The Silver Swan by Benjamin Black
John Banville (
The Untouchable) has adopted the amusement that some serious literary fiction practitioners (Julian Barnes, Joyce Carol Oates) occasionally succumb to, and has written three crime stories under the pen name Benjamin Black
Christine Falls, The Silver Swan, and coming shortly (more or less),
The Lemur.
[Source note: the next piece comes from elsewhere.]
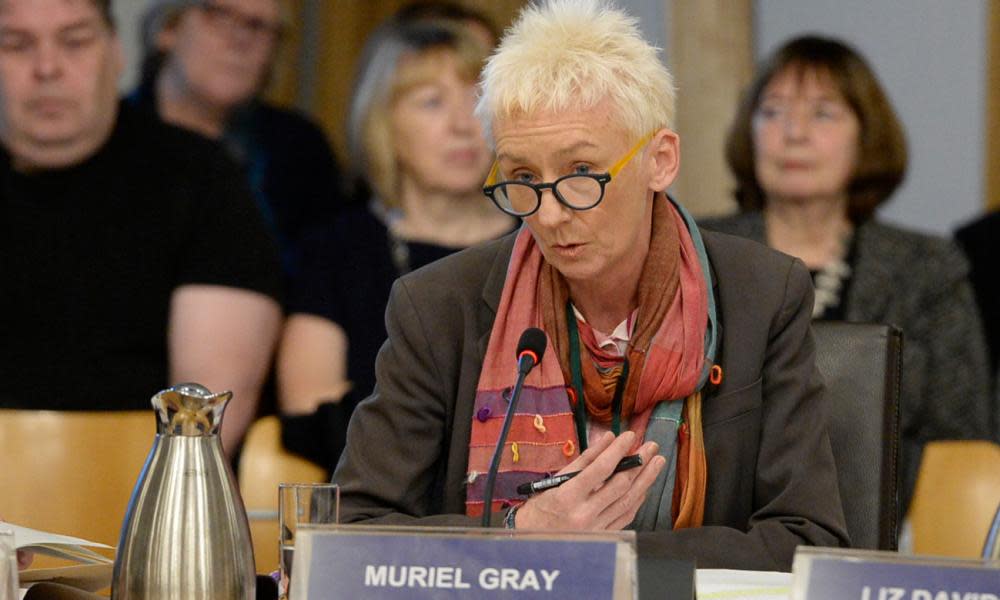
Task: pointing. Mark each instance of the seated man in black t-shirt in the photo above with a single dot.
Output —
(131, 254)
The protagonist, Irish pathologist Quirke, stays on the wagon and sticks his nose into dangerous matters while trying to sort out messy affairs with his estranged daughter and his critically ill surrogate father. And, oh yes, there is the ghost of his recently deceased wife. Pick your story thread (and I haven’t even told you what Quirke is investigating), Black/Banville delivers the chills and thrills.
» Read an excerpt [pdf] from The Silver Swan
Hyperborder: The Contemporary U.S.-Mexico Border and Its Future by Fernando Romero
The growing bibliography and information attached to the 2,000-mile-long Mexican-U.S. border would no doubt shock the know-nothing vigilantes, bed-sheet-clad apologists for fences and stringent immigration regulations, and rabid anti-Mexican racial slanderers. Starting with
Jim Harrison’s insightful and passionate piece
On the Border (that ran in
Men’s Journal in the early years of the new millennium) and Barry Gifford’s
Bordertown, there are numerous vivid and varied accounts of the United States’s southern border (not to mention a culture that is neither American or Mexican). The tome under discussion is a cross-disciplinary review of numerous issues that are inherent in and generated by this most active of national borders on the planet. Additionally, the book’s design (explained by its publication by the Princeton Architectural Press) is reminiscent of books like Rem Koolhaas’s
Content and Bruce Mau’s
Massive Change.
America Unzipped: In Search of Sex and Satisfaction by Brian Alexander
Actually, I can’t think of many subjects I would find less interesting than American sexual preferences, mores, and practices. That’s just me. Apparently glossy magazine editor Alexander, who writes
MSNBC’s Sexploration column, discovered that the evaporation of privacy all manner of people revealed shocking, shocking, shocking habits, and thus he embarked on a further investigation of matters carnalor, as his publisher notes in a quaint turn of a phrase, a sexual safari.